We have taken the following steps:
- [Action 1]
- [Action 2]
We recommend you:
- [Action 1 they should take, e.g., reset password]
- [Action 2]
If you have questions, contact [working contact path — not a generic security@].
We are sorry this happened.
[Name and title — not a corporate signature]
# Post-mortem: [Incident name]
## Severity: [SEV1 / SEV2 / SEV3]
## Date detected: [date]
## Date resolved: [date]
## Duration: [hh:mm]
## Authors: [names]
### Summary
[One paragraph that someone outside the response can read and understand the incident.]
### Timeline
[Bulleted, with timestamps in one timezone. Detection → triage → containment → eradication → recovery → all-clear.]
### Impact
- [Who was affected — customers, internal users, third parties]
- [What was affected — service availability, data confidentiality, data integrity]
- [Quantify where possible — affected user count, downtime minutes, data records involved]
### Root cause
[The actual root cause — not the proximate trigger. Why did the trigger lead to user impact?]
### What went well
[Two to four items. Be specific.]
### What did not go well
[Two to four items. Be specific. No blame language.]
### Action items
| Item | Owner | Deadline | Status |
|------|-------|----------|--------|
### Lessons for the rest of the org
[What other teams should change based on this incident.]
# Security Findings — [Project / sprint]
## Audit source: [owasp-audit / api-audit / etc.]
## Date: [date]
### Summary
[One sentence — N findings, severity breakdown, target resolution window.]
### Findings (prioritized)
| ID | Severity | File / endpoint | Effort estimate | Sprint candidate |
|----|----------|-----------------|-----------------|------------------|
### Per-finding detail
[Per-finding entries with file:line, reproduction, fix proposal, verification step, effort estimate.]
### Not findings (FYI)
[Items the scanner / audit flagged that we've determined are not real — with one line each on why. This builds engineering trust that we're not crying wolf.]
# Customer Q&A — [Topic, e.g., recent vulnerability disclosure]
## Internal — for SE use; not customer-facing
**Q: Were we affected by [CVE / event]?**
A: [Straight answer. Yes / no / partially with which part.]
**Q: What did you do about it?**
A: [Specific actions with dates.]
**Q: Should I be doing anything on my end?**
A: [Customer-facing recommendation, or "no action required, here's why."]
**Q: When can I expect a written notice?**
A: [Date / not applicable / "you're reading the only one, you can quote it."]

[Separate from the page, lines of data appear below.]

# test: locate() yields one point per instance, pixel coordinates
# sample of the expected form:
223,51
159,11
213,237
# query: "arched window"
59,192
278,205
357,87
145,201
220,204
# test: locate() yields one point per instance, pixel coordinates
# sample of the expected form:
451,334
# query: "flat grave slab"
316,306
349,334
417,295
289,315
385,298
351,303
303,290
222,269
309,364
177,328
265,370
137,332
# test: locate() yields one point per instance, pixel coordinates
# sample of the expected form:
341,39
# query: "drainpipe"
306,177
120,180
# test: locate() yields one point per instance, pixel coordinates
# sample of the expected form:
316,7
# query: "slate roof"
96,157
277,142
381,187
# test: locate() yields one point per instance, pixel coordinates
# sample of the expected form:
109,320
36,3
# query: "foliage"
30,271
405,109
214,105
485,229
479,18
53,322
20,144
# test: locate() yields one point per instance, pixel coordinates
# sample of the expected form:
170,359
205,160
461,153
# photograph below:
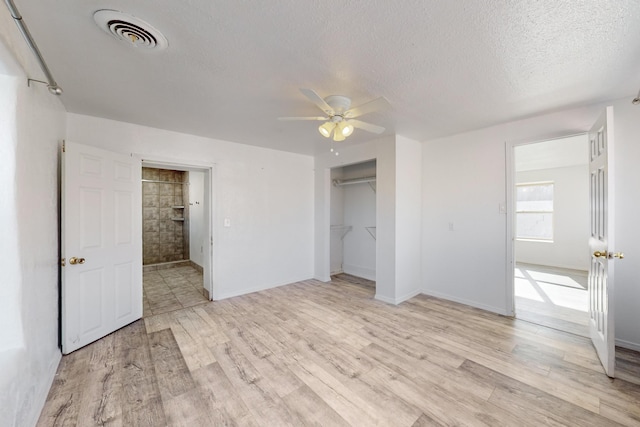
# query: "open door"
101,244
601,277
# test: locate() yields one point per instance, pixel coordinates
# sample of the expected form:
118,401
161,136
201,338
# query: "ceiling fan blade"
366,126
369,107
302,118
317,99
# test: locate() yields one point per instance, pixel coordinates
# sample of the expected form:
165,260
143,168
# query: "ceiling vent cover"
130,29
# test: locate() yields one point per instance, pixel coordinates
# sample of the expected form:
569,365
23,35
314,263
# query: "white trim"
385,299
232,294
363,272
628,345
400,300
40,396
470,303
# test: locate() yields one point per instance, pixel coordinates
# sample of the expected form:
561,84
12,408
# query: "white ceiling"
556,153
233,67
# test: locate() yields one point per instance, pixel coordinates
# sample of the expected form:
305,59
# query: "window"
534,211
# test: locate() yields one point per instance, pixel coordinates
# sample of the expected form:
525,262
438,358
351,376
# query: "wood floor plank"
140,396
311,409
173,374
314,353
536,402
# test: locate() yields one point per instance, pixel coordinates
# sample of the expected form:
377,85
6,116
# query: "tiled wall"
164,238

**Q: [Other anticipated question]**
A: [...]
**If asked something not on this list:** [Escalation path — to whom, with what info, how fast.]
A specific note because this skill is itself used by AI agents:
When an AI generates a security comm, do not ship it without a human reviewer for that audience. Specifically:
AI-drafted security comms are most useful as the first draft, not the final draft. The skill cuts the time-to-first-draft from 90 minutes to 10; it does not eliminate the review loop.